There were also limitations to this study. First, for detection of C. trachomatis, N. gonorrhoeae, T. vaginalis and M. genitalium, we tested FVU. Despite its convenience as a sampling method, FVU is recognised as a difficult sample type to amplify DNA from and a less sensitive specimen type for detection of STIs than vaginal swab samples [47, 48]. This may be related to presence of inhibitors, or because of small proportion of the sample tested (in this case, 100 µL from several millilitres of FVU was tested). Second, the open-platform diagnostic test used in this study has not been as widely used as some of the other proprietary STI diagnostic platforms. However, the limited amount of performance data suggest good agreement with other platforms [17, 49] and we feel the flexible, transparent nature of open-platform multiplex PCR tests makes them the only viable option for this type of small scale, opportunistic study in resource-limited settings [27, 50]. Third, the participant sampling technique was not random, so we cannot assume the data are representative of the local or national Gambian populations. Although the samples were taken before any parent trial intervention, the trial was examining an HPV vaccine and recruitment relied on voluntary self-presentation to the study, both of which may have led to recruitment bias. Also, pregnant women and women who were known to be HIV positive, who may be at increased risk of STIs, were excluded. The influence of these factors should be considered when interpreting the results. Finally, as a result of the nature of the parent trial from which these specimens were taken, men were not included in our sampling frame.

Several unanswered questions remain.
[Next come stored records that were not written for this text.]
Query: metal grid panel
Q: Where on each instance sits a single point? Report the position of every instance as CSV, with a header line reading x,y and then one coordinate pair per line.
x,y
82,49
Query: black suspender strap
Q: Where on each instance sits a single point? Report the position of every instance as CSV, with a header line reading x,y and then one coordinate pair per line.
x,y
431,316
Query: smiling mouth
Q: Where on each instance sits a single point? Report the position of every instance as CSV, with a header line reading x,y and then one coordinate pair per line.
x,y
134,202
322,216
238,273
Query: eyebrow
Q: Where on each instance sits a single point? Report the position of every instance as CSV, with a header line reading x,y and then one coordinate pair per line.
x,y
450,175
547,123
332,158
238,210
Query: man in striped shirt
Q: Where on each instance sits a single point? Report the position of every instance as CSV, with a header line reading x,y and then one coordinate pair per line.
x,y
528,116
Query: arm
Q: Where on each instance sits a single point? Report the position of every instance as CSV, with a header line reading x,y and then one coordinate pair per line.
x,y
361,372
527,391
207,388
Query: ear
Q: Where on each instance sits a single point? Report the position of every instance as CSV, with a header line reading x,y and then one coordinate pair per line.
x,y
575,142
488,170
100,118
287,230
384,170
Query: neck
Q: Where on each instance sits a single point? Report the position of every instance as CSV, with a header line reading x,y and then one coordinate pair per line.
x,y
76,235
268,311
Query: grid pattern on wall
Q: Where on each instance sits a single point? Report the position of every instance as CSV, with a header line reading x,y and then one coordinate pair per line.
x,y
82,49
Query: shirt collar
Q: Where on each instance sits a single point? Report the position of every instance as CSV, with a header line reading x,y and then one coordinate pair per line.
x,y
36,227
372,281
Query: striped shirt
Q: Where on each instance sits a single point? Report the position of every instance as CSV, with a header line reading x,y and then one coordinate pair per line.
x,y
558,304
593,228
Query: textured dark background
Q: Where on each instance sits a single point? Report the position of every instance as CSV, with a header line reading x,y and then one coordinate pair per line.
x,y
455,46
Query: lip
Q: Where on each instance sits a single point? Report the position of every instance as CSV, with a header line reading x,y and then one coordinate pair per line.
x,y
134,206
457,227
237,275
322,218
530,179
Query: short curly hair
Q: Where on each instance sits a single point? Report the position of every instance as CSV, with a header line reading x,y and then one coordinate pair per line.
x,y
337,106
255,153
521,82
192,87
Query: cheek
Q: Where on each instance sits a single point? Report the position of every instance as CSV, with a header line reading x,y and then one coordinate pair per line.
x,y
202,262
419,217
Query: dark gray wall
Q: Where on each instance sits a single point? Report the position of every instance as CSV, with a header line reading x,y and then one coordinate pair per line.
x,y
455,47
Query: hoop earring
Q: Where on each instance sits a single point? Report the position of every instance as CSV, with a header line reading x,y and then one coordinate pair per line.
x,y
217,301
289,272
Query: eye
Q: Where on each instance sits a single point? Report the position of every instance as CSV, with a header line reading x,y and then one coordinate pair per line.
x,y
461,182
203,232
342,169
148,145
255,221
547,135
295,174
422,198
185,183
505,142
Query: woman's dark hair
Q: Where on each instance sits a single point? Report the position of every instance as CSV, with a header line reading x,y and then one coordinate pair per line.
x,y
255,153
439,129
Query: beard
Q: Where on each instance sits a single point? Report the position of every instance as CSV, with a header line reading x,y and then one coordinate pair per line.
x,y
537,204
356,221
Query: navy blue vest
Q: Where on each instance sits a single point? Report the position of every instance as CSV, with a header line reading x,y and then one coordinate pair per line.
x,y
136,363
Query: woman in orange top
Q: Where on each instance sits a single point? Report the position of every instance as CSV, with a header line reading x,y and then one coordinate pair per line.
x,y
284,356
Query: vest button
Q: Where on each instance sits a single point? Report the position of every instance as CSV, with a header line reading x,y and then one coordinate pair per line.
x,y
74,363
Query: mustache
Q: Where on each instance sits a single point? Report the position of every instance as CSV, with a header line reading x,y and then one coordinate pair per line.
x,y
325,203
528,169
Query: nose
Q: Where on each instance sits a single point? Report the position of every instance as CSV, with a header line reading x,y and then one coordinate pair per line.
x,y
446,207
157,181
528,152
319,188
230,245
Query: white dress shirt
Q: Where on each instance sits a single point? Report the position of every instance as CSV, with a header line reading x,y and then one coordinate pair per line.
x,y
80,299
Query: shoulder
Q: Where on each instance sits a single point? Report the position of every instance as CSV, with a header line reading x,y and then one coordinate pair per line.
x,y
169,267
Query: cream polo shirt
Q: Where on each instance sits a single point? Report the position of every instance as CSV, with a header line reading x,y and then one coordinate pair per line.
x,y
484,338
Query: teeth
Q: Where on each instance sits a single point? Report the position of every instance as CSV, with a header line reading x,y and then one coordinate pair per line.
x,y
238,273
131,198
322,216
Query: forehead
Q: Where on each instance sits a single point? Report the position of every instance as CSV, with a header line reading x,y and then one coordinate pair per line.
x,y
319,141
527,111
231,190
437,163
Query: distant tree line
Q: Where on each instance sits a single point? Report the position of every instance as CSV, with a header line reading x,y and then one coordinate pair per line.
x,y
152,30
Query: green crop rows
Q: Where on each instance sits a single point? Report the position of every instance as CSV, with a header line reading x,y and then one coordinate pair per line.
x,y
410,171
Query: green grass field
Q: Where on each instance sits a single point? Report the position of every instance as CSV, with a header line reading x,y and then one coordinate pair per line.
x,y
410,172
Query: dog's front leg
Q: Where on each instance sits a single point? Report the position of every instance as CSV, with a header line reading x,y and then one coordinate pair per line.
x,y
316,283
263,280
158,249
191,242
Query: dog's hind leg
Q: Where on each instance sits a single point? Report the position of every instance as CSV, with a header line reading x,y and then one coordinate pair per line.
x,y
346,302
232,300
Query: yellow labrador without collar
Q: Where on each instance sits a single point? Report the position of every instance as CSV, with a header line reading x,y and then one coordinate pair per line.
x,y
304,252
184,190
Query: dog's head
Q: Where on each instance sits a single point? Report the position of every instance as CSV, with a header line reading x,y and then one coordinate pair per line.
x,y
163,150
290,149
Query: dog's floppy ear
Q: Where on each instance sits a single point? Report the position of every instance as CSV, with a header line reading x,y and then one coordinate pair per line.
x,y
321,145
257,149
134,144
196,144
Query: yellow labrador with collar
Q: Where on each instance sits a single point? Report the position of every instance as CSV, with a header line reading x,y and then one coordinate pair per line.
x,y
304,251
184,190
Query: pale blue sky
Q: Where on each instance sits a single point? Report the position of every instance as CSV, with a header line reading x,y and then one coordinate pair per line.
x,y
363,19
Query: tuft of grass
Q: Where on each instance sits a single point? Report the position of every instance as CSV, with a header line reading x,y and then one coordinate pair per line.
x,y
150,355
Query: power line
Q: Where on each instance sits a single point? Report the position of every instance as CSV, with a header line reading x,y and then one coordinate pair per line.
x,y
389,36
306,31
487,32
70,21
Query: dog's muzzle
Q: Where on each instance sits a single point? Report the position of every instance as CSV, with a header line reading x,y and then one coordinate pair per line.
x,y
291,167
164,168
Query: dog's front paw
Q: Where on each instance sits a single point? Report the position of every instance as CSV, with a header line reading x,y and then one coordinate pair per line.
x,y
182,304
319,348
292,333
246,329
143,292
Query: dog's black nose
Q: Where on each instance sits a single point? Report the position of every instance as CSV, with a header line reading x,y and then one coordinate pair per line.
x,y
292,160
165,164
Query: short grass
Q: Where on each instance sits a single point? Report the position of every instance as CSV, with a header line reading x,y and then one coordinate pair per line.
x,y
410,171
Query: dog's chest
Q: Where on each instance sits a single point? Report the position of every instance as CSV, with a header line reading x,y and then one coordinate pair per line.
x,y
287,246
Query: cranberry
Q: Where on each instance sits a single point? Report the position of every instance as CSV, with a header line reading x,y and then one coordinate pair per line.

First, larger, randomly sampled surveys and longitudinal prevalence monitoring are needed to expand the map of STI prevalence in The Gambia. Compared to the general population, high-risk populations such as female sex workers often bear a disproportionately high proportion of STIs. Inclusion of these groups in future surveillance efforts is important. Men should also be included. Second, several key infections of the reproductive tract (for example, HIV, Herpes Simplex Virus, bacterial vaginosis, Candida albicans) were not tested for in this study. More data will be needed on their prevalence to ensure appropriate service provision. Third, prospectively designed STI surveys have increased scope to examine symptoms and behaviours related to STIs. Learning more about the epidemiology of these infections will be important in planning effective public health interventions. Finally, STIs, including T. vaginalis which was the most common in this study, are often asymptomatic, [33, 51] so proactive screening of asymptomatic men and women should be core to monitoring strategies. Given the documented limitations of urine testing, supplementing urine testing with swab sample testing in subsequent studies would be valuable. Several studies have demonstrated that self-collected vaginal swabs are acceptable and feasible [52, 53].

Our data, combined with those from elsewhere, will contribute to baseline STI prevalence estimates in The Gambia, laying a foundation for more systematic monitoring of the key challenges facing STI prevention, such as characterisation of antimicrobial susceptibility profiles among pathogen isolates and determining whether prevalence is changing over time. There is growing concern about STIs at the global level; the increasing evidence base in The Gambia should provide leverage for policy makers to ensure STIs are appropriately prioritised.